Here in America and in most of Canada, we have funeral traditions that have stood the test of time for decades, even centuries.
But our traditions are vastly different from those in other countries and cultures.
This article looks at United Kingdom funeral traditions and is part of a series that highlights how different cultures care for their dead. Other parts of the series are about Angolan funeral traditions and Yanomami tribe funeral traditions, among others.
Note, these traditions may vary depending on the individual and their own beliefs.
United Kingdom Funeral Superstitions
People from the United Kingdom (U.K.) — England, Scotland, Wales, and Northern Ireland — had several superstitions surrounding death and funerals. They would stop the clocks in the room that the person died in to prevent bad luck. They also covered mirrors so the deceased’s spirit didn’t get trapped. To prevent people from becoming possessed by the deceased’s spirit, they turned photos upside down.
United Kingdom Funeral Service
Since almost 60% of the U.K.’s population identifies as Christian, a United Kingdom funeral typically follows Christian traditions.
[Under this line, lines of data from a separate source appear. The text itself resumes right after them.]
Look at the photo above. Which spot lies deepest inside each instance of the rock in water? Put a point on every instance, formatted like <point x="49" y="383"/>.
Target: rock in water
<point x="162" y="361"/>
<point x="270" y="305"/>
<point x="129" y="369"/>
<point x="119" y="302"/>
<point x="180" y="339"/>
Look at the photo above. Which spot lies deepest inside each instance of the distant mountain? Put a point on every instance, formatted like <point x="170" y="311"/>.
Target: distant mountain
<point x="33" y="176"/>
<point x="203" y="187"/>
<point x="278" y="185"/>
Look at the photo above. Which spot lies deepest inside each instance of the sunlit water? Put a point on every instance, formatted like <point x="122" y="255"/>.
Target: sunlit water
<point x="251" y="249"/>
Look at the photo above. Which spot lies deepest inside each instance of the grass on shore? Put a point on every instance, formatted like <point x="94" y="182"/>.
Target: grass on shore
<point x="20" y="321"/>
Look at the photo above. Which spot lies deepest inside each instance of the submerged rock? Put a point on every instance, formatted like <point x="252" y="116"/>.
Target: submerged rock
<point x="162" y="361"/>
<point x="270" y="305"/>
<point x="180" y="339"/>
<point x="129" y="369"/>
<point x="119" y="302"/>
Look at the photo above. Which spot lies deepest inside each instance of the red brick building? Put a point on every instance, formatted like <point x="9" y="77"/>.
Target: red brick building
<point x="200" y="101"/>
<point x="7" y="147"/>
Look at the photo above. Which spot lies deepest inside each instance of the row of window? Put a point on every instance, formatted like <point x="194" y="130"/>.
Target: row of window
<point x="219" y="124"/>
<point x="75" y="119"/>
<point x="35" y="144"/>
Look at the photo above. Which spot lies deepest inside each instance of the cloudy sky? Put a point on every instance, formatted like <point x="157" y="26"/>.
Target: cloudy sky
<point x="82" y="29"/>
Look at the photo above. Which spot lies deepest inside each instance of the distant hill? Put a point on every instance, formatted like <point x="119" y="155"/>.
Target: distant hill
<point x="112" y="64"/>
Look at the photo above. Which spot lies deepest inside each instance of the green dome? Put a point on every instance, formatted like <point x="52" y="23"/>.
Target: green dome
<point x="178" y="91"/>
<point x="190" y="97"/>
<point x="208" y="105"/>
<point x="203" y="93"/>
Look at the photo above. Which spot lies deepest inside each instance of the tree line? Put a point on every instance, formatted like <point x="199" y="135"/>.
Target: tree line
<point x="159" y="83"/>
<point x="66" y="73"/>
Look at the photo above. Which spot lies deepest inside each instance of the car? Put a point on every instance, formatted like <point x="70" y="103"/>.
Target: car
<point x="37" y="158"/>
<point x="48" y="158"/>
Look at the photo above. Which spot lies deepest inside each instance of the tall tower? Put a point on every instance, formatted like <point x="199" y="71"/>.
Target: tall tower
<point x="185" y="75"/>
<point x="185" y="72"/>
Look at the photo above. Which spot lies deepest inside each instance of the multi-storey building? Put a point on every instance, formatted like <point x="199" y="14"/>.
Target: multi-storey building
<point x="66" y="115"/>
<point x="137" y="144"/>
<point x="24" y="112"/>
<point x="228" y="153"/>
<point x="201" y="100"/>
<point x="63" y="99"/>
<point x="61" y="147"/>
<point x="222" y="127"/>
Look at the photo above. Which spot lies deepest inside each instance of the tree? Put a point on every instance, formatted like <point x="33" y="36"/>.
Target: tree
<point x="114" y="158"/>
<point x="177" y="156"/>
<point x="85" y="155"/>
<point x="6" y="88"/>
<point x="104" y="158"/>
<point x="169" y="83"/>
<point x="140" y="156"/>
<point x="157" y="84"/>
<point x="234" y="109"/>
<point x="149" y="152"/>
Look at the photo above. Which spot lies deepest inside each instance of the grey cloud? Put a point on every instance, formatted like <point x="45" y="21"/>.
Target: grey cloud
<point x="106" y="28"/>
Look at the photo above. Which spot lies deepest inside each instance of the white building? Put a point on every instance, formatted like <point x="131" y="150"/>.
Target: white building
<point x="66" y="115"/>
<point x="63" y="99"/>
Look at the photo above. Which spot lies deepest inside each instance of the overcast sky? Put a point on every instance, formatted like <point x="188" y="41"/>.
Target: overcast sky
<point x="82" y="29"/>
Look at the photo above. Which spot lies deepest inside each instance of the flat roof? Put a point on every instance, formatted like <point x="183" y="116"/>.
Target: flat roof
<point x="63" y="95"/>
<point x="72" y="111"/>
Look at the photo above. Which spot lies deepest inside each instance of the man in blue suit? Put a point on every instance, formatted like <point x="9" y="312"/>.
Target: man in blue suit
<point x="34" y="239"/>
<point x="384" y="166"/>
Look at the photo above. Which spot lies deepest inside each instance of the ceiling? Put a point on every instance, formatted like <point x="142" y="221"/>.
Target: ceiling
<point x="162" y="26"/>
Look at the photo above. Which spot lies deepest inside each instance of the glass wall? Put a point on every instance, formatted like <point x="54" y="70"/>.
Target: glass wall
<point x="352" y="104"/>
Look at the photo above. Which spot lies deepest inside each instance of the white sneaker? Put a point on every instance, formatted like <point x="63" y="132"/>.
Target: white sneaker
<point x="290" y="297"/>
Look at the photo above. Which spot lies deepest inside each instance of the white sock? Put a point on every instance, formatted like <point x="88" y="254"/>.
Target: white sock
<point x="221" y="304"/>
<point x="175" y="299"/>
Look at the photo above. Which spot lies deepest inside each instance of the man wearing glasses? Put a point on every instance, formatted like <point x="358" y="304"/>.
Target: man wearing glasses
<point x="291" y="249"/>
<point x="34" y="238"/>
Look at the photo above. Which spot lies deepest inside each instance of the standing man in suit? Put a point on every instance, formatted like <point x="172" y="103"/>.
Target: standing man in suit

Mourners wear black or other dark-colored clothing. Sometimes, the family may request that mourners wear the deceased’s favorite color and favorite sports team’s colors.
Unlike in North America, the wake is typically held after the funeral service instead of before. It may be at a family member’s home, the deceased’s home, or another location. They serve food and drinks and share stories about the deceased. Another common tradition, although mostly practiced by younger generations, is going to a pub after the funeral to celebrate the deceased’s life.
Many families still have funeral processions to honor their loved one. Traditionally, everyone walked and followed the horse and carriage carrying the casket. Today, everyone follows the hearse in their vehicles, and they have flags on them to let other drivers know that there’s a funeral procession.
Burial was the most common funeral arrangement, but now both burial and cremation are common arrangements. Green burial traditions also are becoming more popular. For a traditional burial, mourners throw soil, flowers, or other significant items onto the casket to show their love and remembrance for the deceased. The most common funeral flowers are white lilies and carnations.
Many families have memorial gatherings to honor the deceased’s life. It’s also common to create unique mementos to remember the deceased by, such as cremation jewelry made from a loved one’s ashes, memorial ornaments, or photo-based mementos.